Students learn dangers of distracted driving

Students learn dangers of distracted driving

New drivers are four times more likely to get in a car accident when using a cell phone.

High school students learned the dangers of distracted driving Monday.

Bonnie Raffaele told the story of how her daughter, Kelsey, was killed in a car accident in 2010 because she was talking on her cell phone.  Raffaele has been the driving force behind Kelsey’s Law–which has been enforced since March–and the Kids Driving Responsibly Challenge.

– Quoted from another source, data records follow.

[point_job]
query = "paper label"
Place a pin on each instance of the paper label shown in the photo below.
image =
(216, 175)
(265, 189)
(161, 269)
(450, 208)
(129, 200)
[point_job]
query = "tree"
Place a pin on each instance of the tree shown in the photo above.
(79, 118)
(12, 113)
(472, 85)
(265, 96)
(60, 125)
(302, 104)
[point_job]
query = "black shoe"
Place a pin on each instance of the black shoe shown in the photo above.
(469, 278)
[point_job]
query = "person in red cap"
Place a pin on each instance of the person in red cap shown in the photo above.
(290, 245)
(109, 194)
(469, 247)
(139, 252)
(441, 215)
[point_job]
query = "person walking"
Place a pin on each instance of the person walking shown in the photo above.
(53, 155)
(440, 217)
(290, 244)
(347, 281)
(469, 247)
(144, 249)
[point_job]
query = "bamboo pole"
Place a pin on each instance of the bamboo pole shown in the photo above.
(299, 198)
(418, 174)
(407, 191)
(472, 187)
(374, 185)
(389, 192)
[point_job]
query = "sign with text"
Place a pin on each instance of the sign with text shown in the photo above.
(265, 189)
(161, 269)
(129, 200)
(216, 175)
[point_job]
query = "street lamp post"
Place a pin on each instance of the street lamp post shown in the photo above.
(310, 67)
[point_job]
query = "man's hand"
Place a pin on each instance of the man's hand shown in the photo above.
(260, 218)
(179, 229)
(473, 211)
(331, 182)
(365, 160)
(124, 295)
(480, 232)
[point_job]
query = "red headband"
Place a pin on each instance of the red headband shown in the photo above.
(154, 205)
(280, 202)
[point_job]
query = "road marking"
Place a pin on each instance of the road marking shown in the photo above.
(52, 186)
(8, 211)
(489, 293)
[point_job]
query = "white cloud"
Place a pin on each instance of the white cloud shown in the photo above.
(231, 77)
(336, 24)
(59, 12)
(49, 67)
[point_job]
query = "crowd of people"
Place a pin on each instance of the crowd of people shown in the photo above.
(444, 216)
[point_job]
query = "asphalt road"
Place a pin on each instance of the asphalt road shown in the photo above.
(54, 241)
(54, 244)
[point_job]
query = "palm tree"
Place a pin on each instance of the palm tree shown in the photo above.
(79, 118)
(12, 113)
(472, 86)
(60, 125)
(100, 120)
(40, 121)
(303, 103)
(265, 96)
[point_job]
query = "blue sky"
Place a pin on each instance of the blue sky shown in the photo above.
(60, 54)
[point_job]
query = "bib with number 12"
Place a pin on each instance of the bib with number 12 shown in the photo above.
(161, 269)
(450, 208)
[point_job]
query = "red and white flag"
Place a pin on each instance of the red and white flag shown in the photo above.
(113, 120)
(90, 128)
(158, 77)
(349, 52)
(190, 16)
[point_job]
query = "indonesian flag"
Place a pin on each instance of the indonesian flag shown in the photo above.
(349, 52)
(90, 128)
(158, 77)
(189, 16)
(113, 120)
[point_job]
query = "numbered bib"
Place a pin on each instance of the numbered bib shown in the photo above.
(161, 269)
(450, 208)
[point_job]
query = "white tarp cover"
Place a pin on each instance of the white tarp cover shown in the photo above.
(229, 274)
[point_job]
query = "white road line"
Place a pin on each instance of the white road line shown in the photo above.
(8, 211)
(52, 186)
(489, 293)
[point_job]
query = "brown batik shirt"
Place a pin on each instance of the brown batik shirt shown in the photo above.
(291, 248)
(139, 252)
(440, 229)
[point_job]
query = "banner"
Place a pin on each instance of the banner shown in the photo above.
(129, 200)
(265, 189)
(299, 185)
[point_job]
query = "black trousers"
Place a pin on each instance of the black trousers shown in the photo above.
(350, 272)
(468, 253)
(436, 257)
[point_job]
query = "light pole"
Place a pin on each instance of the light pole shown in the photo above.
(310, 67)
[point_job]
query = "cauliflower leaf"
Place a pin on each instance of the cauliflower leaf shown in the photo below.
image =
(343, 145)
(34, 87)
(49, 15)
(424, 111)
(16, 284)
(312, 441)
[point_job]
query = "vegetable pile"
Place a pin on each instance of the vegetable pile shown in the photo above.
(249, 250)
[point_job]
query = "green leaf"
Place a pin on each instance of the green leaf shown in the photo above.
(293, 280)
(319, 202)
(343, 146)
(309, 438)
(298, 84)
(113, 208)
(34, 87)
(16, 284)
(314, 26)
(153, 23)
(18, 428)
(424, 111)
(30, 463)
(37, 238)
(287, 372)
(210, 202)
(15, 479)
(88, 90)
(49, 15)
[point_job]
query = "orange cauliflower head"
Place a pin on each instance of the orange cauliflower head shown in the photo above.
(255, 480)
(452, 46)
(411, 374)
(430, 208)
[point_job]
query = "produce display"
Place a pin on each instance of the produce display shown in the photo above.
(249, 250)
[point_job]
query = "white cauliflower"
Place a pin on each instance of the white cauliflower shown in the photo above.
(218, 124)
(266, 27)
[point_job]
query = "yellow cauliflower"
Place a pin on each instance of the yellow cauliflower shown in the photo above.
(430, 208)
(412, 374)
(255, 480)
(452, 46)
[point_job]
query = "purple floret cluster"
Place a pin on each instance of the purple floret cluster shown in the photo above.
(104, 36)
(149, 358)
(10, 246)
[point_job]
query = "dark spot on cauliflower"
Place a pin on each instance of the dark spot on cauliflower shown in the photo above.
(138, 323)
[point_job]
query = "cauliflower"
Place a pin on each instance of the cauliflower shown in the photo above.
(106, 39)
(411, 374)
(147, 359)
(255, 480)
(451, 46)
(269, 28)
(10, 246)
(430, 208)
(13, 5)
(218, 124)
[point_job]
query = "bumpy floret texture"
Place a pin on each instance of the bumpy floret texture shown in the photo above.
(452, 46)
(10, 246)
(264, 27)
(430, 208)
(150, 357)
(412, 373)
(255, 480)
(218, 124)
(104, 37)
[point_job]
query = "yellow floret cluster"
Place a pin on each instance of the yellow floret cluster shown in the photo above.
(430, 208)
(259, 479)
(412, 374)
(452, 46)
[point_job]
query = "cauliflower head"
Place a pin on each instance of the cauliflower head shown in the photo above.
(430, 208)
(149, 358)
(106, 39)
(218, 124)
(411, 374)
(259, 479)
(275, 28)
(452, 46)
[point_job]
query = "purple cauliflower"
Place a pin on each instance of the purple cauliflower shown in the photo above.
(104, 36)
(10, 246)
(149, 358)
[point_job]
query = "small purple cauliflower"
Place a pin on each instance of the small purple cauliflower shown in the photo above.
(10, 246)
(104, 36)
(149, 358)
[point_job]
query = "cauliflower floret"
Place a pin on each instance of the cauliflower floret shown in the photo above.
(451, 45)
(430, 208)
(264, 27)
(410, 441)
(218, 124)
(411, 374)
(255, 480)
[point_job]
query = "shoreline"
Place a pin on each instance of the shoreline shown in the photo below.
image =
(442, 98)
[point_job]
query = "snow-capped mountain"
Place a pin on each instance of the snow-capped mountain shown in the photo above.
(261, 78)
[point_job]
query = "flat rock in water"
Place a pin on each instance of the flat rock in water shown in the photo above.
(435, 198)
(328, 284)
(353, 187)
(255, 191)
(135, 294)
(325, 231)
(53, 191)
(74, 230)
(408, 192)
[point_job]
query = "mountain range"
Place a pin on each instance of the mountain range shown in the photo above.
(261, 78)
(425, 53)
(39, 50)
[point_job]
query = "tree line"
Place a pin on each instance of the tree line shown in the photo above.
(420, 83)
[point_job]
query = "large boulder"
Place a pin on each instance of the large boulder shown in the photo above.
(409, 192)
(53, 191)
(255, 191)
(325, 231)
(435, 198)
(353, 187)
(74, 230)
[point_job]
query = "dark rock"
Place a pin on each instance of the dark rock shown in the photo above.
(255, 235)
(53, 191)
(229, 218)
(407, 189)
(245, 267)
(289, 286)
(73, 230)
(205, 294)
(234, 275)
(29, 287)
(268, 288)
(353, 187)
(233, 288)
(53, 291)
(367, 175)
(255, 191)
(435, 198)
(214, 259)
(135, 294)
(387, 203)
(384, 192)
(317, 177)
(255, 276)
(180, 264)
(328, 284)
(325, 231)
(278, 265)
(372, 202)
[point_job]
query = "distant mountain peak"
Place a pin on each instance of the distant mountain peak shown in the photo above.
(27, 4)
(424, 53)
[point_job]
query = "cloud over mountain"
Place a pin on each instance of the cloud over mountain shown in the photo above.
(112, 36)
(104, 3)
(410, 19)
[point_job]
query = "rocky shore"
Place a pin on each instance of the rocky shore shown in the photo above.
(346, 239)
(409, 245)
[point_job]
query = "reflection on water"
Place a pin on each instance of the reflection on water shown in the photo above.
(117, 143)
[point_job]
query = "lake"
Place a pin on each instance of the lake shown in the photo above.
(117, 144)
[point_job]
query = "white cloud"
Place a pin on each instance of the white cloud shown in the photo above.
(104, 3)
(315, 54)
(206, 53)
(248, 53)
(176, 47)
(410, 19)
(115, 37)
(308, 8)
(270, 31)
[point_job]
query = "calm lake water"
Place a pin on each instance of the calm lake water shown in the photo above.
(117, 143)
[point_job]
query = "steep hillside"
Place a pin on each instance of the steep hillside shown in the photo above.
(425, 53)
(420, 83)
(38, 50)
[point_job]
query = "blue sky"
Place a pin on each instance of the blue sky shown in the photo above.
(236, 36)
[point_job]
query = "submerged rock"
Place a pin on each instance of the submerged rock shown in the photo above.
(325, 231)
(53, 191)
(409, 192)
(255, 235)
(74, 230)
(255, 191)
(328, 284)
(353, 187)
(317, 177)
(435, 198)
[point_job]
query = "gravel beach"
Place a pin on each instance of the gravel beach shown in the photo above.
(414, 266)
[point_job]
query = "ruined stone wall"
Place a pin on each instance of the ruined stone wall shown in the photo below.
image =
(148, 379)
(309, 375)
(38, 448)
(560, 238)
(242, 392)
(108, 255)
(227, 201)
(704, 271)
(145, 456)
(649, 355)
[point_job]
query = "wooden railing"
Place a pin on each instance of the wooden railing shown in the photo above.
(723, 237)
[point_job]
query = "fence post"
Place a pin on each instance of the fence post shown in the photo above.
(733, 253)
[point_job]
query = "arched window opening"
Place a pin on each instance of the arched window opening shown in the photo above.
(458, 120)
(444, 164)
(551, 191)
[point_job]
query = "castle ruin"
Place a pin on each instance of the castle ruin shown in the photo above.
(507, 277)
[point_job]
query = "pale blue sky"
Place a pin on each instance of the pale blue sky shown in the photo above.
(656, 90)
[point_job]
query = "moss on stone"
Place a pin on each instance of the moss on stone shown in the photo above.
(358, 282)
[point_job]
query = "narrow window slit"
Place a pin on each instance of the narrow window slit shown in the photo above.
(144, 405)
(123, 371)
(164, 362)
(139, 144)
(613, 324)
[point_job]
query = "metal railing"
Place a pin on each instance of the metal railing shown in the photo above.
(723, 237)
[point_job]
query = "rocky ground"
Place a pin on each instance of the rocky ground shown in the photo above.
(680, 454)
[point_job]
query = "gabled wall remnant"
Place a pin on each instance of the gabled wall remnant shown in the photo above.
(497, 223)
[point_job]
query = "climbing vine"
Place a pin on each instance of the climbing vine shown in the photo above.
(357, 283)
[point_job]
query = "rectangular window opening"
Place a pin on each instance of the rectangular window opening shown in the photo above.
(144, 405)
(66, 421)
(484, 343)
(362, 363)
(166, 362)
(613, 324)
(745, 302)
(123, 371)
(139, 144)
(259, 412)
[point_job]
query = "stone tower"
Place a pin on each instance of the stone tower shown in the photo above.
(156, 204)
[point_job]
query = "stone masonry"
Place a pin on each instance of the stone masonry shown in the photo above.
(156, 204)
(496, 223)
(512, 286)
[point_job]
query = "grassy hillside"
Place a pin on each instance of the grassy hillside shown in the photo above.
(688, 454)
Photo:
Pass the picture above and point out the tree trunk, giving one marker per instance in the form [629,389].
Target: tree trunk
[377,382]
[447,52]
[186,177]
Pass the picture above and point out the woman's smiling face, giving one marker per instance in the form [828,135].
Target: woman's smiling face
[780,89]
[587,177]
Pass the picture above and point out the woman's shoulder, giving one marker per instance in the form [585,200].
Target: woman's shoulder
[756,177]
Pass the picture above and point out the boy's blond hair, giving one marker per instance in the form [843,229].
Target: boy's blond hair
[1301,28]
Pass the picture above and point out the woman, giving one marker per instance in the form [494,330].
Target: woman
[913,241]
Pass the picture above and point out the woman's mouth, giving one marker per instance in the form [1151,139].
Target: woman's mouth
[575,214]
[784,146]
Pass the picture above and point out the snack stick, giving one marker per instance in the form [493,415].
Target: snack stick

“Bonnie knows first hand though the death of her daughter what distracted driving can lead to,” Michigan State Police Sergeant Robert Carter said.  “The program we have today is to let the students know not to drive while distracted, not to answer their texts, not to answer their phone.  Also (learn) about the laws we have in place to combat that.”

“My purpose in life was to take care of my children, and I could do that with Kelsey at a point where she needed me to,” Raffaele said.  “But, I can take care of these kids now, so this is now my purpose in life, is to take care of these kids and to tell them about the dangers of using a cell phone (while driving).”

The most important thing any driver can do is put their cell phone out of reach to diminish distractions.

“It doesn’t matter–no tweet, text, Facebook, email checking, talking…none of that is worth the risk of using your life or killing someone else, so put the phone away,” Raffaele said.

“Just pay attention to your driving,” Carter said.  “If you have to send a text or if you have to answer your phone, pull over to the side of the road, pull into a parking lot where it’s safe, and answer your mail and texts that way, instead of trying to drive.”

After the presentation, the students signed a KDR Challenge Banner, pledging to not be distracted drivers.  They were also given KDR Challenge wristbands to wear.

Raffaele also gave the same presentation in to students at Calumet High School.